How’d you like that? Parenthesis inside of parenthesis…twice! Fuck yeah! I’m on a role! And a tangent, I notice. Should this bit be in parenthesis, as well? Shit, I’m confusing myself. Oh well, onwards and upwards.
After people realize that I’m not likely to kill them on the sidelines of my son’s football game (that’s American football, folks, not soccer), they usually go in one of two directions; neither of them, in this case, being running away from me. They will either comment that they are going to go find some of my work to read it (which, I’ve discovered, is usually true about 1/10th of a percent of the time) or they say that they just don’t have the stomach for horror.
I always find that last statement so confusing. Fear is such a primal instinct. One we have used for survival and safety since the dawn of man. It paid off not to go poking the sleeping Saber tooth Tiger. But fear can also be so damn much fun. It gets the heart racing and the blood pumping. It gets you all sweaty and worked up. And when it’s over there is a nice, exhausted, relieved feeling and a sense of accomplishment. Now that I think about it, Fear is a whole lot like Sex (but not as messy and, if you’re doing the latter correctly, probably not as fun).
I can only assume these people haven’t read a scary book or watched a horror movie since they were six. I can only surmise that they never watch the news, because that’s a whole lot scarier than anything I can come up with. I guess they spend their time reading Newsweek or romance novels and the closest they’ve been to horror involves sparkly vampires (don’t get me started). Most likely, they don’t read much of anything at all and spend their free time watching The Biggest Loser (while sitting on the couch eating fatty snacks) or American Idol or something.
I feel sad for them. I can’t imagine not having read Carrie or ‘Salem’s Lot, I Am Legend, Horns or 20th Century Ghosts, Dracula, The Haunting of Hill House, Ghost Story, Something Wicked This Way Comes and countless others. How do you get through life not having seen the Friday the 13th series or Halloween, The Thing, Dawn of the Dead, Amityville Horror, The Exorcist and on and on?
I’m not saying horror is the end all be all, I like other genres just as well, but it should be included in any well-rounded individual’s library or DVD collection. It’s a bit like depriving yourself of new foods and living on a diet of bread and water. Sure, you might survive, but what a waste (unless you’re talking about mushrooms; nobody should ever, for any reason, eat a fucking mushroom).

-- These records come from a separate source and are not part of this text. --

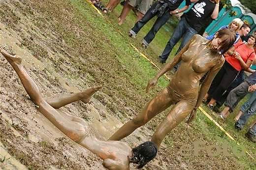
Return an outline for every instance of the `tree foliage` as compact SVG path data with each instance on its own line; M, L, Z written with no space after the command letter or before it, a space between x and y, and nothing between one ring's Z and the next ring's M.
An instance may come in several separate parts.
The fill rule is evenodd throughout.
M249 8L254 14L256 14L256 0L240 0L244 6Z

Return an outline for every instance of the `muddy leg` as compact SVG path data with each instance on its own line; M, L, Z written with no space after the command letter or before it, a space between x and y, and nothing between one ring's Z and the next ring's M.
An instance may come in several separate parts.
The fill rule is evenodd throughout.
M113 11L120 2L120 0L109 0L107 5L105 7L108 10Z
M180 101L177 103L158 127L151 141L159 147L164 137L187 117L192 109L193 107L187 102Z
M39 103L43 100L42 94L37 85L24 69L21 63L21 58L17 56L10 55L4 50L1 50L0 53L16 72L32 101L34 104L38 105Z
M79 100L85 104L90 103L90 99L92 95L101 88L99 86L96 86L79 93L48 97L45 100L50 105L56 109Z
M65 118L43 99L37 85L24 69L20 58L10 55L3 50L1 50L0 53L15 70L33 102L39 106L39 111L74 141L78 142L83 139L87 134L86 127L80 123L74 123L71 120Z
M142 112L123 125L108 140L119 141L127 137L136 129L145 125L155 116L169 107L173 103L171 99L167 88L164 88L148 103Z

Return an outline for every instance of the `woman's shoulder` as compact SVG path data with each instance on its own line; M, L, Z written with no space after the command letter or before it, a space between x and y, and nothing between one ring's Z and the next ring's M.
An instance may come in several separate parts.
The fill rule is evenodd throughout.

So what does all this mean? What is the point I’m trying to make here?
Fuck if I know. I’m just ranting. Kate was kind enough to let me play in her sandbox and I’m gonna make a good, God damned mess of it because I can. Maybe you get a glimpse into the mind of a horror writer. Maybe you decide to go read a “scary” book or watch a horror movie even though you haven’t in a long while. Maybe you get a giggle or two or you start adding random parenthetical statements to your emails and letter correspondences. I don’t care. I was able to vent and it was fun. Just be glad I didn’t really go off and start on about those sparkly vampires or what I ate for breakfast and how it affected my bowel movements or what color underwear I’m wearing today (or IF I’m wearing underwear today). Don’t push me. I’ll fuckin’ do it! Be glad I held it together for this long. I am a bit…different, after all."